Code Quality Kestra maintains an extensive test suite with close to 700 test classes distributed across all major modules, using JUnit 5 with custom Kestra-specific test annotations and the AssertJ assertion library. The CI pipeline covers backend tests (with Codecov and SonarQube integration), frontend tests, CodeQL static analysis, and a dedicated end-to-end scheduling test workflow. The codebase uses Lombok to reduce boilerplate, enforces code formatting via Spotless conventions applied through a shared Gradle convention plugin, and publishes OpenMetrics-compliant Prometheus metrics following a documented naming standard. Error handling is explicit throughout the execution model, with typed exceptions, retry abstractions at the task level, and separate error task lists per flow.

What Makes It Unique Kestra’s most distinctive quality is the bidirectional synchronization between the YAML definition and every editing surface — the web UI, the REST API, the Terraform provider, and CI/CD pipelines all write back to the same canonical YAML, making the declarative definition genuinely the single source of truth rather than a secondary export.
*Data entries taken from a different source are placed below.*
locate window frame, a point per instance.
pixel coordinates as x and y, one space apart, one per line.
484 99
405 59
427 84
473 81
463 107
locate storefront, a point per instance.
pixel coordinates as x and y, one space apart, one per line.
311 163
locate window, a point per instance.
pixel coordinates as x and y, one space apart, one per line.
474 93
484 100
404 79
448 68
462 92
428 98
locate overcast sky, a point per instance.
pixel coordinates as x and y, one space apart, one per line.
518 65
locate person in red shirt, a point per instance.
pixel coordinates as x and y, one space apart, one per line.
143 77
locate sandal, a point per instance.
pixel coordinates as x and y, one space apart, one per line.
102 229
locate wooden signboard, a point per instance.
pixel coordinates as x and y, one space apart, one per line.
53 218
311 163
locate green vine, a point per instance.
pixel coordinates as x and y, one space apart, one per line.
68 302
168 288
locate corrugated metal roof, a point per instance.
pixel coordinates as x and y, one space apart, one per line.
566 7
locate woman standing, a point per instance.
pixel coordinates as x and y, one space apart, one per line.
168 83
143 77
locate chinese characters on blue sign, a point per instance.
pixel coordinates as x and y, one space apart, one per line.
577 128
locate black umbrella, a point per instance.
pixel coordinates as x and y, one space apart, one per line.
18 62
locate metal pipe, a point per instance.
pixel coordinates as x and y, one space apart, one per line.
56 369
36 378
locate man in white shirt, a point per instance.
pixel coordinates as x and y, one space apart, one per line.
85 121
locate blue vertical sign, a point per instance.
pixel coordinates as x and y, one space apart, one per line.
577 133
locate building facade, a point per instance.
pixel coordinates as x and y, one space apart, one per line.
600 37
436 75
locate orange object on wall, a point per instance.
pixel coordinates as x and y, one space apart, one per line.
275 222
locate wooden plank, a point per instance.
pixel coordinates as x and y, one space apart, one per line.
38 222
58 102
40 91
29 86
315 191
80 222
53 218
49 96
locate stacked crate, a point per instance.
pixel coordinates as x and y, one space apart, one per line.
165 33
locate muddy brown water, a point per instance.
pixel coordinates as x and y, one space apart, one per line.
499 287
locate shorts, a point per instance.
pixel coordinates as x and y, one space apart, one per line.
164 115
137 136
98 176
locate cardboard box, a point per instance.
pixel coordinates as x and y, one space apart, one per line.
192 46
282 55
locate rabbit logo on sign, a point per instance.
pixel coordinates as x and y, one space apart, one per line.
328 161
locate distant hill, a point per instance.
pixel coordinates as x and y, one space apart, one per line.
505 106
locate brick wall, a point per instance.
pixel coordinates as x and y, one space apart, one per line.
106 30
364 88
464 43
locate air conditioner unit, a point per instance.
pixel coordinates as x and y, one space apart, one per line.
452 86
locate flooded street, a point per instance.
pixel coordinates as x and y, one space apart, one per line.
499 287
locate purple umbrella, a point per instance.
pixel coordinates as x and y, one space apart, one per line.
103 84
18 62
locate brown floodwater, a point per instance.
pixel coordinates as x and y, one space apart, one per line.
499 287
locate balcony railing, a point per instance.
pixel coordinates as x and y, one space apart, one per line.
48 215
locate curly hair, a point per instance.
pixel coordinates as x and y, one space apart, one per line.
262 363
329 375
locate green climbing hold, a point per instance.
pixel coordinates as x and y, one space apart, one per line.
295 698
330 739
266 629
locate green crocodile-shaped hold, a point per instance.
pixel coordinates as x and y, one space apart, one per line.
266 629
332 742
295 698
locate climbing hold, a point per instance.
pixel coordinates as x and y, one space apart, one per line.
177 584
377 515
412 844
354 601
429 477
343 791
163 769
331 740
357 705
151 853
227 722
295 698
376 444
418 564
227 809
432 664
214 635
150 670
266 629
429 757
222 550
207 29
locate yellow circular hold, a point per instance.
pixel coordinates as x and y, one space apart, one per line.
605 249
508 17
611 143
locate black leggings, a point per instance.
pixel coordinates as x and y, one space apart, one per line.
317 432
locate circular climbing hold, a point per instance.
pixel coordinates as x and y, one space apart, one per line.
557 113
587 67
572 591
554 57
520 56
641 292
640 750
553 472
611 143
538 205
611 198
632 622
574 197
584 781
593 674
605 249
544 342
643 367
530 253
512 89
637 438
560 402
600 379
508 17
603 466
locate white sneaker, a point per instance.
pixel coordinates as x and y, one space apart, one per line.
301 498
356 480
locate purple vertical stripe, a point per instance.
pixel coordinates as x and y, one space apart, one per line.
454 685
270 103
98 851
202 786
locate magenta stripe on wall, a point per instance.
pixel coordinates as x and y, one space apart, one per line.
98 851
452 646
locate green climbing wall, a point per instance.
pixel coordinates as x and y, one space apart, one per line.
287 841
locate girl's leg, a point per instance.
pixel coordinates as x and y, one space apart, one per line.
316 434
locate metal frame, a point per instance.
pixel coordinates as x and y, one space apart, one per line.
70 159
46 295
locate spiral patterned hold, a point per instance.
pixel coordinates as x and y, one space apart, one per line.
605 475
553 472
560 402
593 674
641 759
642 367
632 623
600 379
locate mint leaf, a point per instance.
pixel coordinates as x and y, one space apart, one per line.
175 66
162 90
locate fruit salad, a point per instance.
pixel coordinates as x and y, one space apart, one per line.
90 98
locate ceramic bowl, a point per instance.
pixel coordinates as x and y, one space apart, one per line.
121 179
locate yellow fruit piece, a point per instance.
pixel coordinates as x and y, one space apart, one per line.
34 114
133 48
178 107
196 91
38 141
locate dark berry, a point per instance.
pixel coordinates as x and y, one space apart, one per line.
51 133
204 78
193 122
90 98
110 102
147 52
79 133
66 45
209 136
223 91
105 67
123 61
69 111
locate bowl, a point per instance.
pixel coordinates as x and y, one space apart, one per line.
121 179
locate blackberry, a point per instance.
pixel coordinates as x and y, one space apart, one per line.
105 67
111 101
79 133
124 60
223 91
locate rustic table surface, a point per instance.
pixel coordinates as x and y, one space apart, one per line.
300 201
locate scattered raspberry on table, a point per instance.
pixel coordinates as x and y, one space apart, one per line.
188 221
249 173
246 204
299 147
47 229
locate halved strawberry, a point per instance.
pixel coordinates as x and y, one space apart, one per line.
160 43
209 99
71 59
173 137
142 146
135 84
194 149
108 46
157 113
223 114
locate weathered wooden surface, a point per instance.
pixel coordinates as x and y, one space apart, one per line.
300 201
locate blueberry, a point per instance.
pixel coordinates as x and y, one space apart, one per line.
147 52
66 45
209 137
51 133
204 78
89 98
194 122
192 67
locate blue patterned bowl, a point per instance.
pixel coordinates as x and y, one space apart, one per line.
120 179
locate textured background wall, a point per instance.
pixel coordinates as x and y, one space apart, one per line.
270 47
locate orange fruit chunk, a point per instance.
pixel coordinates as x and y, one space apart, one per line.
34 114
The native MCP server integration is a significant differentiator: Kestra flows can be exposed directly as tools for LLM-based AI agents via the Model Context Protocol, bridging traditional workflow orchestration and AI-native workloads in the same platform. The plugin architecture — where each plugin module is independently packaged and loaded at runtime — allows the ecosystem to scale to over 1,200 integrations without bloating the core binary, and custom plugins follow the same interface as built-in ones.

Self-Hosting

Kestra is released under the Apache License 2.0, a permissive open-source license that allows commercial use, modification, distribution, and private use without requiring derivative works to be open-sourced. There are no copyleft obligations for self-hosters: you can run Kestra internally, integrate it into proprietary workflows, and modify the source without any obligation to publish your changes. The Apache 2.0 license also includes an explicit patent grant, which provides additional legal clarity for enterprise users.

Running Kestra yourself means taking ownership of the full operational stack. The minimum viable deployment is a single Docker container with an embedded H2 database, suitable only for local development. Production deployments require a PostgreSQL or MySQL instance, persistent object storage for task outputs and artifacts, and careful sizing of the executor, scheduler, worker, and webserver components — each of which can be scaled horizontally but must be monitored independently. High availability requires running multiple worker and executor instances behind a load balancer, configuring the internal queue for failure recovery, and setting up backup strategies for both the database and the storage layer. The engineering investment to operate Kestra reliably at scale is non-trivial and requires familiarity with JVM tuning, container orchestration, and the Kestra configuration model.

Kestra Technologies offers a cloud-hosted Enterprise Edition (Kestra Cloud) and an on-premises Enterprise Edition that add capabilities not present in the open-source core: role-based access control, audit logs, SSO and SAML integration, multi-tenancy, secrets management backends, enterprise-grade support SLAs, and managed upgrades. Self-hosters on the Apache 2.0 build give up these features along with Kestra’s managed infrastructure, automatic scaling, and direct vendor support. The open-source community can be reached via GitHub issues and the Slack workspace, but there is no guaranteed response time or production incident support outside a commercial contract.